# Ladys



## Michigander1 (Apr 5, 2006)

skyhawk1 said:


> from what I have been reading on here I am tring to figure out if mitch was on santa's naughty or nice list, and he did in try to be nice at first but I think the razzing some people on here got the best of him.:lol::evilsmile


 I have yet to start :lol:.MICH not Mitch dang it


----------



## skyhawk1 (Jun 20, 2006)

sorry about spelling your name wrong!


----------



## craftbrat (Dec 17, 2007)

Thank you and same to u, Mich


----------



## wyldkat49766 (Apr 21, 2007)

Michgander has NEVER been on the nice list... 

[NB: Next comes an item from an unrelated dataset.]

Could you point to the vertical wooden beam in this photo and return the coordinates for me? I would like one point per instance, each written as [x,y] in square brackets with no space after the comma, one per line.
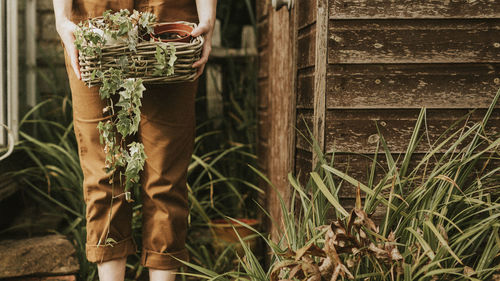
[282,64]
[214,81]
[320,76]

(or at least shouldn't have been lol)


----------



## Michigander1 (Apr 5, 2006)

wyldkat49766 said:


> Michgander has NEVER been on the nice list...
> 
> 
> 
> ...


Hey get back in your CAGE ,Mich


----------



## Huntinggirl (Aug 3, 2006)

Wetlandhunter said:


> Mich every time I turn around you are always up to no good .
> 
> *Mich the king of flirts next to huntinggirl*.:lol:


 
How do you figure....Guess after not seeing this for a month I cannot really defend myself.... ...:rant: :lol: It is nice to know that I rank up there above MICH and he does such a great job !!! :yikes:


----------



## Wetlandhunter (Jun 7, 2005)

Huntinggirl said:


> How do you figure....Guess after not seeing this for a month I cannot really defend myself.... ...:rant: :lol: It is nice to know that I rank up there above MICH and he does such a great job !!! :yikes:


Ah don't worry I will defend you hun.:evilsmile I don't know if that is a good thing or bad thing. You need to come out and play more often.:lol: Ya MICH is a funny one.


----------